My answer was to use a roller stand about 3' from the out-feed table. As the out-feed table height is fixed, the stand can be positioned extremely accurately very quickly, it can also be made to be precisely co-planer with the out deed table. I also did the same on the in-feed side (but the cutting depth was fixed, so I did not have to keep adjusting the in-feed rollers).

Watching the video - He checks for the out-feed being co-planer with the fence side, but not the outside of the out-feed table . I guess this is OK for edging a board, but what happens when you want to flatten a 6" wide board - the basic concept is simple and good, but need a little more refinement to get really good results.


----------



## boboswin (May 23, 2007)

Thanks for comming into this thread fellas.
I'm making notes and hoping to get something made up on the weekend.

Bob


----------



## NathanAllen (Oct 16, 2009)

I second using outfeed rollers. Attaching anything to your jointer that is lighter than cast iron is asking for excessive vibration.


----------



## GaryK (Jun 25, 2007)

I wouldn't try it without the support leg.

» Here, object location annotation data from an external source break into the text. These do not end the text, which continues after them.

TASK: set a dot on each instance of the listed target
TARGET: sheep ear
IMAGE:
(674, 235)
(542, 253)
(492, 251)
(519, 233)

The leg(s) would also allow you to make sure the extension was exactly level with your jointer giving you one long flat surface.

I would also want to physically attach the extension to the table so there is no chance of it moving away or
changing position.

I could take or leave the extended height and length of the fence.


----------



## Karson (May 9, 2006)

I see where he used the extension on the height to be his support for the extension surface. That is the only place that he attached the bed to the jointer. The height doesn't give you much extra benefits.

Good luck Bob.


----------



## a1Jim (Aug 9, 2008)

I've seen them were the whole jointer is inside a table but that kills the adjustable part of the out feed. If you want to try this approach I'm with Gary on or more legs would make it much more stable.


----------



## ondablade (Aug 23, 2009)

Hi Bob. Another option might be to use an aluminium extrusion.

Felder/Hammer do cantilevered (unsupported) aluminium table extensions in various lengths for use on their planer thicknessers and spindle moulders. You can see some examples shortly after the start of this video: http://www.ukhammer.co.uk/video.php?regiongb-en&video_id=42

The extension is an aluminium extrusion, and attaches by hooking over a rail bolted to the vertical web at the end of the table.

This can be bought as an accessory for about $150, but if too expensive it'd probably not be too hard to work something up using a length of aluminium channel (the 6 in width would make it easier), a piece of stainless angle and some bolts. You could probably figure out a way to install a jacking bolt or two to level it to the table as well…

ian


----------



## boboswin (May 23, 2007)

Excellent suggestions guys.
I am going to do some measuring tonight and try to put together a sketch to help identify the areas of concern.
Tomorrow I head off to the annual wood show so my mind is not made up completely on the solution as yet. (evil grin heading over to the General International booth)
I do not have room for a larger jointer so I am leaning toward a removable extension with adjustable legs.


----------



## DanYo (Jun 30, 2007)

I always used a roller stand and had good luck.


----------



## Russel (Aug 13, 2007)

Bob, I will be quite interested in what you end up with. There have been many times I wished my table was a bit longer.


----------